Ouvi recente de um ambientalista que acessar a natureza é a pauta mais urgente, a decisão política mais importante. Se isso procede, seria a pauta mais dificil de implementar. Por um motivo básico: a natureza é uma ilustre desconhecida. Exceto por aqueles que vivem embrenhados nos matos, uma selva amazonica de gente não tem a menor noção do que seja essa senhora.
Conheço gente que nunca passou perto de uma floresta e tem as janelas teladas para evitar qualquer resquício de insetos. Para essas pessoas natureza significa pânico.
No lado oposto, tem as que a consideram uma maravilha, um paraiso. Essas pessoas não têm mesmo a menor noção do que seja. Nada de paraiso, nada de paz, nem nada de perfeição. A natureza é bruta.
Estávamos acampados próximos a uma praia do Nordeste quando alguém resolveu futucar uma obra da natureza, uma colmeia. Não era colmeia. Voamos para dentro do mar atacados por bilhões de marimbondos. Acabamos em um posto de saúde picados para neutralizar picadas.
Participava de uma trilha em uma floresta fechada. Era raro seguir por um caminho mais aberto, então relaxei por um minuto naquela passagem mais limpa. Fui empurrado com ímpeto pelo guia, jogado no chão enquanto, assustado, via o homem decepar com seu facão a cobra pendurada em um galho pronta para cravar meu pescoço.

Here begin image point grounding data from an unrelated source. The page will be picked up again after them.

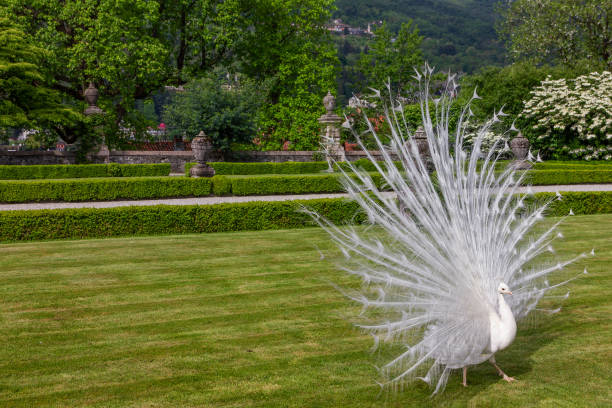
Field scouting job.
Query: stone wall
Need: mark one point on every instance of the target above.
(176, 158)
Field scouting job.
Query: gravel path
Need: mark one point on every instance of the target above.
(241, 199)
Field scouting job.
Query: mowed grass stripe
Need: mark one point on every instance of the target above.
(249, 319)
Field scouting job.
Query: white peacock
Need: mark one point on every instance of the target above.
(450, 266)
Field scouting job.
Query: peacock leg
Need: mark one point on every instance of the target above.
(500, 372)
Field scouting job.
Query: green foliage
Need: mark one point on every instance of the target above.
(227, 116)
(572, 118)
(25, 100)
(580, 202)
(303, 77)
(291, 184)
(575, 175)
(61, 171)
(109, 42)
(507, 87)
(228, 168)
(132, 48)
(574, 165)
(101, 189)
(163, 219)
(564, 31)
(458, 34)
(393, 59)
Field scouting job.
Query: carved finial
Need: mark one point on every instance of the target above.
(329, 102)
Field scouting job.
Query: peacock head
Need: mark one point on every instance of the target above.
(503, 289)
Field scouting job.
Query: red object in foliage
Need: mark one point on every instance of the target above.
(350, 147)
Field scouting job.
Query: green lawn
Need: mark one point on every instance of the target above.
(250, 319)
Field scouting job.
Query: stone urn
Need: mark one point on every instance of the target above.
(330, 131)
(420, 138)
(329, 102)
(201, 147)
(520, 149)
(91, 97)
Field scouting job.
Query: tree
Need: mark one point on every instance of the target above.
(25, 100)
(108, 42)
(564, 31)
(572, 118)
(508, 87)
(226, 114)
(394, 59)
(287, 48)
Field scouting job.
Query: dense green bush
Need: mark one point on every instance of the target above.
(162, 219)
(561, 176)
(97, 189)
(61, 171)
(291, 184)
(574, 165)
(229, 168)
(580, 202)
(108, 222)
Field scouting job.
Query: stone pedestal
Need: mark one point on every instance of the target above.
(420, 139)
(330, 130)
(91, 97)
(520, 149)
(201, 147)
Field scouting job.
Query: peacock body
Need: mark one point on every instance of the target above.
(448, 267)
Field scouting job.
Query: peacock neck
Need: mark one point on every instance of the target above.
(505, 313)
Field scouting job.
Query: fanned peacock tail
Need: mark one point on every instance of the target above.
(442, 243)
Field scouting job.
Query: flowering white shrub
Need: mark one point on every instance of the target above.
(573, 118)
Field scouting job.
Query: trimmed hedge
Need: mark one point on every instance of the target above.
(290, 184)
(580, 202)
(230, 169)
(559, 177)
(98, 189)
(62, 171)
(162, 219)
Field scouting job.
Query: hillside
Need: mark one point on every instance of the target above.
(459, 34)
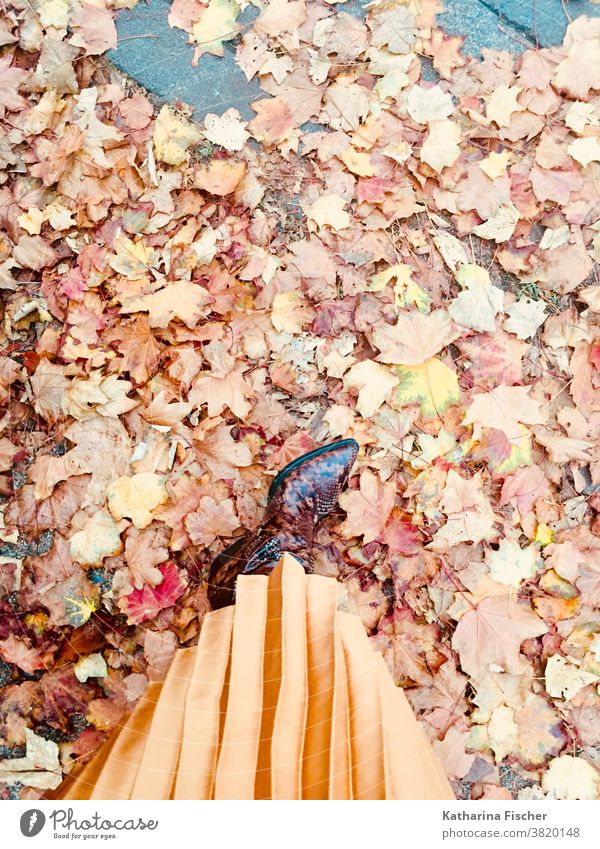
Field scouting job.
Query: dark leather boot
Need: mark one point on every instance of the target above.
(302, 494)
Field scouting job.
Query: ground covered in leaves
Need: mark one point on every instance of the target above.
(190, 306)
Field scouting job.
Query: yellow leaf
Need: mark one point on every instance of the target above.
(32, 221)
(359, 163)
(98, 539)
(220, 177)
(132, 259)
(374, 383)
(494, 165)
(290, 312)
(54, 13)
(217, 24)
(441, 147)
(432, 385)
(136, 497)
(173, 135)
(79, 610)
(329, 211)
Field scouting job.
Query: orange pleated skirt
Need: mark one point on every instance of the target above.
(283, 698)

Há uma única condição para estar na natureza: respeito. Respeito absoluto. E isso implica atenção plena que implica em nunca nunca nunca relaxar. Quem diz que natureza é lugar de relaxamento, está em casa separado de árvores e bichos por vidraças reforçadas. Lugar de contemplação? Só se estiver na beira de um lago cinematográfico com repelentes pulverizados pelas equipes de produção. Mas você pode contemplar a natureza, por exemplo, do alto de uma montanha em Mucugê, na Chapada Diamantina.
Meu sobrinho foi contemplar. Fones de ouvido, música alta, camiseta cavada, mini mochila, sandálias, que paisagem incrível, a vida é linda. Contemplou caminhando durante algumas horas. Quando decidiu voltar, estava perdido. Passou três dias perdido. Não havia um único abrigo para aquelas duas noites chuvosas. De camiseta sem mangas, lembra? De tanto frio, fez xixi no corpo para esquentá-lo. Achou uma caverna para passar uma noite. Quando sentou, quebrou uma dezena de ovinhos de cobra.
Chegou a pensar em morrer, lançar-se do alto do despenhadeiro. Então ouviu ao longe sons de água, apurou o ouvido, sentiu cheiro de água, apurou o faro, achou o caminho dos turistas. Chegou na pousada como uma peneira de picadas, vermelho, faminto, assustado. Ninguém sabia onde ele estava, saiu sem avisar. Aprendeu na marra a jamais vacilar em lugares lindos.
Viver na natureza requer preparo, requer reverencia porque nao existe compaixao nesse lugar. Todos são exatamente iguais, todos estão nus. Para ela não ha diferença entre humanos e raposas. Sendo que raposas estão integradas, humanos nao, perderam o timing, perderam o faro e o ouvido. Perderam até o tato, a capacidade de identificar chuva pelo tantã da terra como as formigas.
O acesso à natureza é trabalhoso e lento. Nao depende de uma decisao política, mesmo porque a política teme a natureza que fortalece os sentidos e liberta humanos dos mimimis.
O rapaz que trabalha no sítio nasceu no mato, vive no mato, sabe como se mover no mato que é sua vida. Pois aos 50 anos, nunca conheceu uma cidade grande. Aliás, morre de medo. As arvores de muitos andares são suas desconhecidas. Os prédios sem galhos não têm folhas nem produzem oxigenio, são como bichos de cimento. Como viver num lugar assim, ele não entende. Alguém entende?
Nos afastamos tanto que passamos a achar normal e impressionante um prédio de cem andares e um incômodo árvores que “sujam” passeios com suas folhas. A síndica de um condomínio onde morei mandou cortar várias pequenas árvores porque sujavam as áreas de circulação dos condôminos. São pessoas como essa que colocam veneno para matar gatos do vizinho.
É uma injustiça chamar esse comportamento de natureza humana, como se maldade fosse natural. Porque a gente sabe, não há a menor maldade na natureza, há magnitude, grandiosidade, há majestade e uma justa e equilibrada reciprocidade.